In a sense, the modern theory of the Sun is an unintended result of the scientific rigor of the Chronological projects. At the start of projects in 1996 he was a candidate of science. A student in the radiation laboratory of the University of Science and Technology. Of 200 or so bronze objects, he was responsible for the analysis, some came from the city of Yin. He found that the radioactivity of these bronze items of Yin-Shan has almost the same characteristics as the ancient Egyptian bronzes, which indicates that their ores were obtained from the same source: African mines.

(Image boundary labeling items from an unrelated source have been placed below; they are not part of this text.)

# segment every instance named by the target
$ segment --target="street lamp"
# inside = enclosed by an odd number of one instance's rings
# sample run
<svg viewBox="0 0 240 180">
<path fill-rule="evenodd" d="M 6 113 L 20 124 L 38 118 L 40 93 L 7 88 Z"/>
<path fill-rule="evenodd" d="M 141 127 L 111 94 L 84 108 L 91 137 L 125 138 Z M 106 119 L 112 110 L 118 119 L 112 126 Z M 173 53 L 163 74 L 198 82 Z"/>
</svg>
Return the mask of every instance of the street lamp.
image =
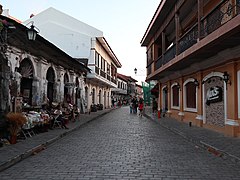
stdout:
<svg viewBox="0 0 240 180">
<path fill-rule="evenodd" d="M 33 25 L 33 21 L 30 21 L 28 24 L 32 23 L 30 28 L 27 30 L 28 39 L 30 41 L 35 41 L 37 34 L 40 32 L 39 29 Z M 26 24 L 26 26 L 28 25 Z"/>
<path fill-rule="evenodd" d="M 134 68 L 134 73 L 137 74 L 137 68 Z"/>
</svg>

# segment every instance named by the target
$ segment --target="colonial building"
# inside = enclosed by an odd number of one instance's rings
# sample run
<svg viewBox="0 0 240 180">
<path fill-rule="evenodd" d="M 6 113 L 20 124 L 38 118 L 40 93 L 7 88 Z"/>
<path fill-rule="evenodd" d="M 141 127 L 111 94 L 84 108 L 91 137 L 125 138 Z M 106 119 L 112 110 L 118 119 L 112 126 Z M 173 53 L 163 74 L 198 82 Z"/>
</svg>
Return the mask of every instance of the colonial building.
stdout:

Perhaps, expecting serious disagreements, Suns’ scientific supervisor did not allow Sun to report its findings at that time. Sun was asked to transfer his data and switched to another project. Twenty years after the start of his research, and now he himself is a professor, Sun is finally ready to say all that he knows about the culture of Yin-Shan and the Chinese Bronze Age.
Although the public basically got the theory of the Sun with an open mind, it still lies outside the academic mainstream. Since the 1990s, most Chinese archaeologists have recognized that most of the technology of the Bronze Age nations came from regions outside of China. But it is not considered that he arrived directly from the Middle East during the epic migration. A more prosaic consensus is that it was transferred to China from Central Asia by a slow process of cultural exchange (trade, tribute, dowry) across the northern border mediated by Eurasian steppe cattle breeders who had contacts with indigenous groups in both regions.

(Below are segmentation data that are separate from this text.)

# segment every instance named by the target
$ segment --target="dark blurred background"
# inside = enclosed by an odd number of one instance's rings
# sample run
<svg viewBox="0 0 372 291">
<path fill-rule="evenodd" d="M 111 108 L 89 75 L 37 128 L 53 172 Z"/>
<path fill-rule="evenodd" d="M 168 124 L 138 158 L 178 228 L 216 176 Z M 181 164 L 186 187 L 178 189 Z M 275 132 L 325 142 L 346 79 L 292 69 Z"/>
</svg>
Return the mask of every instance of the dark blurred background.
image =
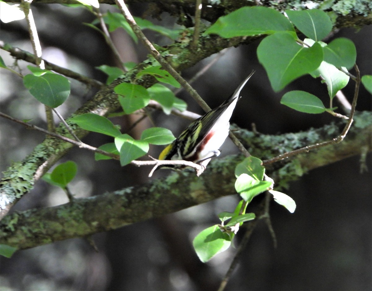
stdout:
<svg viewBox="0 0 372 291">
<path fill-rule="evenodd" d="M 132 7 L 136 16 L 145 6 Z M 109 6 L 101 6 L 102 12 Z M 43 57 L 51 62 L 105 82 L 104 74 L 94 67 L 115 65 L 112 54 L 102 36 L 83 24 L 94 19 L 86 10 L 59 4 L 33 4 L 43 47 Z M 165 14 L 159 22 L 173 28 L 175 20 Z M 153 41 L 171 43 L 163 37 L 147 31 Z M 344 37 L 356 47 L 357 63 L 362 75 L 372 74 L 371 48 L 372 27 L 357 31 L 343 29 L 326 40 Z M 138 62 L 147 52 L 118 30 L 113 39 L 125 62 Z M 32 52 L 24 20 L 1 23 L 1 39 L 12 45 Z M 182 72 L 189 79 L 215 58 L 218 61 L 193 84 L 199 94 L 213 108 L 221 104 L 252 71 L 251 80 L 243 90 L 232 122 L 267 134 L 296 132 L 311 127 L 321 127 L 334 120 L 330 115 L 302 114 L 280 104 L 281 96 L 292 90 L 304 90 L 314 94 L 326 104 L 328 94 L 318 79 L 302 77 L 279 93 L 273 92 L 267 76 L 257 59 L 259 43 L 231 48 L 221 55 L 212 56 Z M 1 55 L 8 66 L 13 62 L 3 51 Z M 273 53 L 275 52 L 273 52 Z M 19 61 L 26 73 L 29 64 Z M 20 119 L 32 119 L 45 127 L 43 106 L 31 97 L 21 79 L 1 69 L 1 111 Z M 71 80 L 71 94 L 58 110 L 67 117 L 95 93 Z M 343 92 L 351 100 L 354 84 Z M 189 104 L 189 110 L 202 113 L 187 94 L 178 97 Z M 371 109 L 371 95 L 361 88 L 357 109 Z M 170 128 L 175 135 L 188 123 L 174 116 L 158 112 L 153 117 L 158 126 Z M 125 131 L 139 118 L 116 118 Z M 57 120 L 57 118 L 56 119 Z M 13 161 L 22 160 L 43 139 L 42 134 L 25 130 L 7 120 L 0 120 L 1 136 L 0 167 L 6 170 Z M 131 132 L 134 136 L 151 126 L 142 122 Z M 98 146 L 111 141 L 103 135 L 92 133 L 84 141 Z M 152 148 L 156 156 L 161 150 Z M 237 152 L 230 141 L 222 152 Z M 314 170 L 291 183 L 286 193 L 297 203 L 293 214 L 273 204 L 272 219 L 278 242 L 277 248 L 263 222 L 255 230 L 241 258 L 227 290 L 372 290 L 371 172 L 360 173 L 360 157 L 355 156 Z M 71 160 L 78 165 L 77 177 L 71 190 L 77 197 L 99 195 L 148 180 L 148 169 L 131 165 L 121 167 L 113 161 L 95 162 L 92 154 L 73 149 L 62 161 Z M 371 156 L 367 165 L 372 169 Z M 157 177 L 167 174 L 158 171 Z M 155 177 L 156 178 L 156 177 Z M 258 199 L 258 198 L 257 198 Z M 16 252 L 11 259 L 0 259 L 0 290 L 216 290 L 227 271 L 235 250 L 229 249 L 206 264 L 199 261 L 191 242 L 203 228 L 217 223 L 217 214 L 231 211 L 238 201 L 236 196 L 221 198 L 160 219 L 138 223 L 93 236 L 99 252 L 96 252 L 82 239 L 69 239 Z M 40 181 L 31 193 L 14 207 L 22 210 L 58 205 L 68 202 L 64 193 Z M 103 211 L 104 211 L 103 209 Z M 236 239 L 241 238 L 239 233 Z"/>
</svg>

Despite this, the hobby of ancient Egypt is unlikely to end soon. As the Chronology of Xia-Shang-Zhou has shown, this feeling has deep, politically colored roots. They were again demonstrated during President Xi Jinping’s state visit to Egypt in January to commemorate the 60th anniversary of the establishment of diplomatic relations. Upon arrival, Si met Egyptian President Abdel Fattah al-Sisi with an Egyptian proverb: “As soon as you drink from the Nile, you are destined to return. They celebrated the antiquity of their two civilizations by visiting the temple in Luxor together.
It remains to be seen whether Sans’s evidence will be included in the main policy to prove the long-standing Sino-Egyptian cultural relations. But if this is so, then the proverb Xi, pronounced after he set foot in Egypt, will be strangely prophetic.